La France va proposer dans les semaines qui viennent à ses partenaires d’adopter une résolution autorisant cette opération, qui prendra le relais de la force de l’Union africaine (Misca) déjà sur place aux côtés des 2 000 soldats français de l’opération Sangaris.

Selon l’ambassadrice américaine à l’ONU, Samantha Power, les États-Unis "soutiennent" la demande du secrétaire général de l’ONU et sont prêts à "travailler en collaboration étroite avec leurs partenaires" sur ce projet. "Il est clair qu’une (telle) opération devra être soutenue par des partenaires sur le terrain, y compris par le biais d’une présence militaire continue et solide", a-t-elle déclaré.

L’administration Obama devra cependant convaincre le Congrès de financer l’opération.

"Nous sommes d’accord sur l’objectif (…) mais un certain nombre de questions ont été posées", a de son côté expliqué le patron des opérations de maintien de la paix de l’ONU, Hervé Ladsous.
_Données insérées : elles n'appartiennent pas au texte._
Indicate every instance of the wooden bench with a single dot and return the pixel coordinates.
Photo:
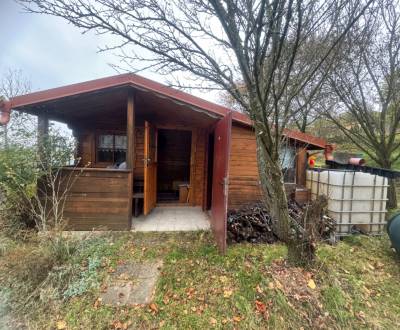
(138, 194)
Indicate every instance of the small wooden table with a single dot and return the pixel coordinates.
(136, 198)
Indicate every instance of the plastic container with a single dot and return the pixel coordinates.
(356, 200)
(393, 230)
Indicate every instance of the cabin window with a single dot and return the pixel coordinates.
(111, 148)
(287, 157)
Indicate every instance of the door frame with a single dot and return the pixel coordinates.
(193, 149)
(149, 196)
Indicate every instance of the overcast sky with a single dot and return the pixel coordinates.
(50, 52)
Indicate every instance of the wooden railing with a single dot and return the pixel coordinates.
(98, 198)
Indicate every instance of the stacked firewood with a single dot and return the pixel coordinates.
(252, 223)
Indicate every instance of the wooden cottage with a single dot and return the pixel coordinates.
(143, 144)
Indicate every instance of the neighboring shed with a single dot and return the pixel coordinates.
(169, 140)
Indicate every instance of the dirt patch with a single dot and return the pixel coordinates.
(300, 287)
(132, 284)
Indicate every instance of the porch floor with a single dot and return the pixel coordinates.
(172, 218)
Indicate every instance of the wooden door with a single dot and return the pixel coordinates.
(219, 202)
(150, 167)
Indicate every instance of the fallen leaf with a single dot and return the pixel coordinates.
(311, 284)
(61, 325)
(278, 285)
(237, 318)
(213, 321)
(227, 293)
(97, 303)
(153, 307)
(223, 278)
(260, 306)
(361, 315)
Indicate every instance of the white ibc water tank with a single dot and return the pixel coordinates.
(355, 199)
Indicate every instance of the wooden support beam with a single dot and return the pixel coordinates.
(130, 151)
(43, 132)
(130, 132)
(301, 167)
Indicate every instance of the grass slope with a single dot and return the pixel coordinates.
(355, 284)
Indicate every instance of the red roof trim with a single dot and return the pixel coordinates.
(151, 85)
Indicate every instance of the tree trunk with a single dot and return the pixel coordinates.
(301, 250)
(392, 195)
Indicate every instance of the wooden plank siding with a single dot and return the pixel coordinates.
(87, 153)
(98, 199)
(199, 169)
(244, 183)
(243, 171)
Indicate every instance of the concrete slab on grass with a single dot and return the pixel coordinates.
(132, 284)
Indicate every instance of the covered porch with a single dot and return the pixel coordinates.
(143, 158)
(172, 218)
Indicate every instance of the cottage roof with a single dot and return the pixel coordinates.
(36, 99)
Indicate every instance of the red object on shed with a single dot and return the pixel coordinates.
(219, 207)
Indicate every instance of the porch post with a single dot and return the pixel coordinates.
(130, 132)
(43, 132)
(301, 166)
(130, 151)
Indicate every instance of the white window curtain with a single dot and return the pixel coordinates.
(120, 142)
(106, 142)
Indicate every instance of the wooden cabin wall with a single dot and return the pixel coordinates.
(87, 152)
(199, 168)
(243, 171)
(97, 198)
(244, 186)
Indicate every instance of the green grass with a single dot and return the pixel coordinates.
(357, 286)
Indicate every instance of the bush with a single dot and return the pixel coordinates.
(43, 272)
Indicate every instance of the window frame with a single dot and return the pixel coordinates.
(96, 145)
(294, 148)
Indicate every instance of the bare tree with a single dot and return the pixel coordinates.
(12, 83)
(365, 104)
(223, 42)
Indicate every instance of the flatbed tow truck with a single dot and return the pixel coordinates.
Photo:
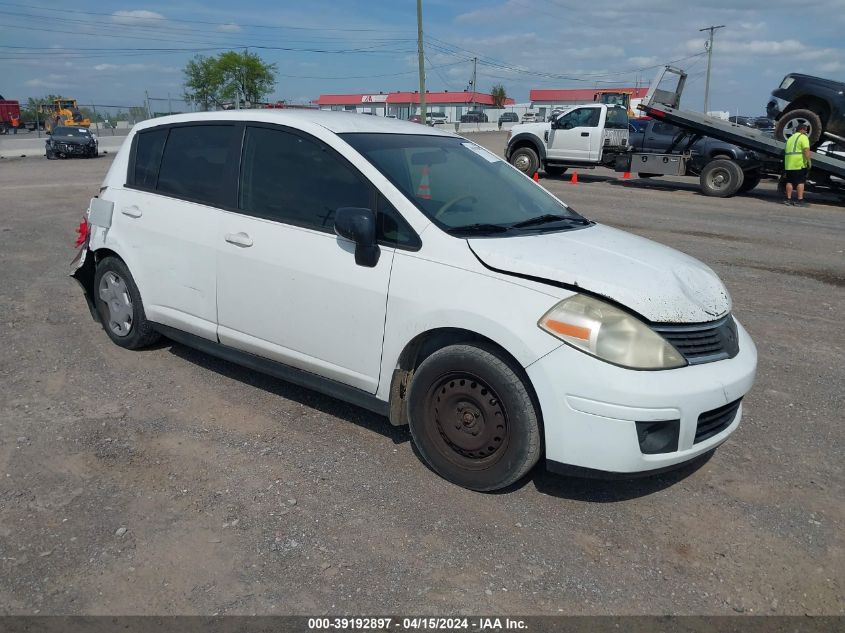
(721, 177)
Il a fait valoir que l’opération serait "flexible" et sa mise en place progressive afin d’amortir un "coût important", qu’il a chiffré à "des centaines de millions mais pas un milliard" de dollars par an.
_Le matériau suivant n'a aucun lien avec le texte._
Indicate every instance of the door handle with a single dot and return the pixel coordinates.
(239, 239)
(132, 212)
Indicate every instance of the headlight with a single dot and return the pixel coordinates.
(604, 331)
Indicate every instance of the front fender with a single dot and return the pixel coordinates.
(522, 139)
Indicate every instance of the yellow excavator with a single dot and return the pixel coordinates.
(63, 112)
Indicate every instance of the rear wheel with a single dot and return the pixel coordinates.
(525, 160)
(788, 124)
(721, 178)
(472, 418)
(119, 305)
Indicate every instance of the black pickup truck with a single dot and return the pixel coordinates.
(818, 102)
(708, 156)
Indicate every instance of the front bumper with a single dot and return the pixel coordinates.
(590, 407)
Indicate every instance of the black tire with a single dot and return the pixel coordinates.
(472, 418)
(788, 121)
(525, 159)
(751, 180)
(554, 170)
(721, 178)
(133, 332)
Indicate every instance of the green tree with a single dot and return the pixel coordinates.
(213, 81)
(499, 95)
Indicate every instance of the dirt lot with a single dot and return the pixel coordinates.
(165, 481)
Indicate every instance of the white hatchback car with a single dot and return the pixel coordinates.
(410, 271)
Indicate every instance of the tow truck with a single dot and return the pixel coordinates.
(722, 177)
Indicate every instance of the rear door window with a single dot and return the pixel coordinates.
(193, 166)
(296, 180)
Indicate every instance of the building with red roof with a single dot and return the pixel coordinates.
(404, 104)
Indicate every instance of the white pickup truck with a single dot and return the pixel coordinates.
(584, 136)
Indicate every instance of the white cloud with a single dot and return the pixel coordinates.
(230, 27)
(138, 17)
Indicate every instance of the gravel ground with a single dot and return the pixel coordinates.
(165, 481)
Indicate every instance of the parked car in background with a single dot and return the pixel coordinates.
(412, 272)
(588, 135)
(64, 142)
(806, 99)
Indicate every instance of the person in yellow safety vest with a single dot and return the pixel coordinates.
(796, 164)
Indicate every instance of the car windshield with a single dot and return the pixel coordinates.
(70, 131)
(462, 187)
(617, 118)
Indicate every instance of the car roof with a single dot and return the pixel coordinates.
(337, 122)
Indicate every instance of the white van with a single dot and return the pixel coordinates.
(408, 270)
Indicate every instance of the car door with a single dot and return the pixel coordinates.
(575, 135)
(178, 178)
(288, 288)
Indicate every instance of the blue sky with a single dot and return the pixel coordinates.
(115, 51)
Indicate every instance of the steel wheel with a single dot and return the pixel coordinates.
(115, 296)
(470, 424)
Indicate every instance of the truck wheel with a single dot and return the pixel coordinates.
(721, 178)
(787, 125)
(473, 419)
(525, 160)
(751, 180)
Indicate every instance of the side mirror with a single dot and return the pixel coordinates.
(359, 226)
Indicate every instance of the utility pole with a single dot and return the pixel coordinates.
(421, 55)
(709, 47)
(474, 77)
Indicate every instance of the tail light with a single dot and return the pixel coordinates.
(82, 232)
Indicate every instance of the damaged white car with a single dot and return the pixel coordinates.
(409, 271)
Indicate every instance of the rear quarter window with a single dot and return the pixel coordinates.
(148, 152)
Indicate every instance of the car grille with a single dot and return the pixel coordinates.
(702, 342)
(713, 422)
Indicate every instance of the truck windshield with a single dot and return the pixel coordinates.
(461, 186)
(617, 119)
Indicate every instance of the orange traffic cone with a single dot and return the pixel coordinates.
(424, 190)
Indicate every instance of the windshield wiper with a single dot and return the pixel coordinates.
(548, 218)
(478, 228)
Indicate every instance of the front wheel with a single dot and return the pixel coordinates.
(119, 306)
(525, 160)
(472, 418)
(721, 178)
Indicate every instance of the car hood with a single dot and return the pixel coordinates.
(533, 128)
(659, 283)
Mais "retarder une réponse durable pourrait être encore plus coûteux", a-t-il plaidé en soulignant "l’impact négatif potentiel pour la stabilité de la région, y compris une division du pays et la création d’un terrain propice aux groupes extrémistes".

En attendant l’arrivée des Casques bleus à l’automne, il avait appelé "à apporter d’urgence à la Misca un soutien financier rapide et généreux". La plupart des futurs Casques bleus viendront des rangs de la Misca.

La patronne des opérations humanitaires de l’ONU Valerie Amos a également plaidé pour l’envoi de renforts. "À l’heure où je vous parle, des gens vivent dans la peur d’être attaqués et la communauté internationale semble paralysée", a-t-elle déclaré devant le Conseil.